After being expelled from Georgetown Prep, Joe Lee graduated from Springbrook High School in Silver Spring. He later graduated from the Maryland Institute College of Art in Baltimore. He celebrated his 22nd birthday at the Woodstock music festival in 1969.

In high school and college, Mr. Lee played drums in bands before moving to Los Angeles, where he worked for about two years in a record shop. He occasionally acted in music videos and underground films that were not widely distributed.

His marriage to Mary Catherine Pepper ended in divorce. In addition to his son — whose full name is Robert Johnson Lee, after the Delta blues musician — of Aspen Hill, Md., survivors include a daughter, Matilda Lee of Chevy Chase, Md.; six siblings; and four grandchildren.

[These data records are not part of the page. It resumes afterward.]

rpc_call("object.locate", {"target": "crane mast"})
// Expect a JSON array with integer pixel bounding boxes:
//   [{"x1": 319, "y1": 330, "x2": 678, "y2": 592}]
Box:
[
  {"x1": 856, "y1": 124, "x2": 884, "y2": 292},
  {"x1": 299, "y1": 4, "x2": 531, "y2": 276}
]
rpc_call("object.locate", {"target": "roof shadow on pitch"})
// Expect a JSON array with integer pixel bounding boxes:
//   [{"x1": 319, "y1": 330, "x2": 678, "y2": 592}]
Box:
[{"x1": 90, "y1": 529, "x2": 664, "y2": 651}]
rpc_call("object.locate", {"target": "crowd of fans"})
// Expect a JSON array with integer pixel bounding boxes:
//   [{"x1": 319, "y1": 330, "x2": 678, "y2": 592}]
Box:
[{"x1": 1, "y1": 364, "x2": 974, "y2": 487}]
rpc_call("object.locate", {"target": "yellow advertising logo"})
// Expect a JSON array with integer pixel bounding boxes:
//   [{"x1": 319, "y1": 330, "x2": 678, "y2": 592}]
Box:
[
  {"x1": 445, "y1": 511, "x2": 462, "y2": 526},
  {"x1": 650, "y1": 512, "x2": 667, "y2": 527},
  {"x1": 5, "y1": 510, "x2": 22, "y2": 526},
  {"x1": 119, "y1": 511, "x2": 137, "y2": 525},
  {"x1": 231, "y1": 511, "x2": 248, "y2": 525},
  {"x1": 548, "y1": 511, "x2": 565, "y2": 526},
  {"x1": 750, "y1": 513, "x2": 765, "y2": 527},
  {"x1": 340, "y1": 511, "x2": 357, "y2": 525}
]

Mr. Lee lived in Mount Airy, Md., before settling on a mountaintop near Moorefield, W.Va. He turned Joe’s Record Paradise over to his son in 2008.

He briefly opened a branch of the store in Baltimore but closed it after the fire department demanded payments for “highly flammable” items. Content with just one location, Mr. Lee refused all offers to launch a chain of franchises.

“You’d lose that thing we have,” he told Billboard magazine in 1991. “You spread out, pretty soon you’re hiring the typical know-nothing, dysfunctional minimum-wager. No, I don’t want that.”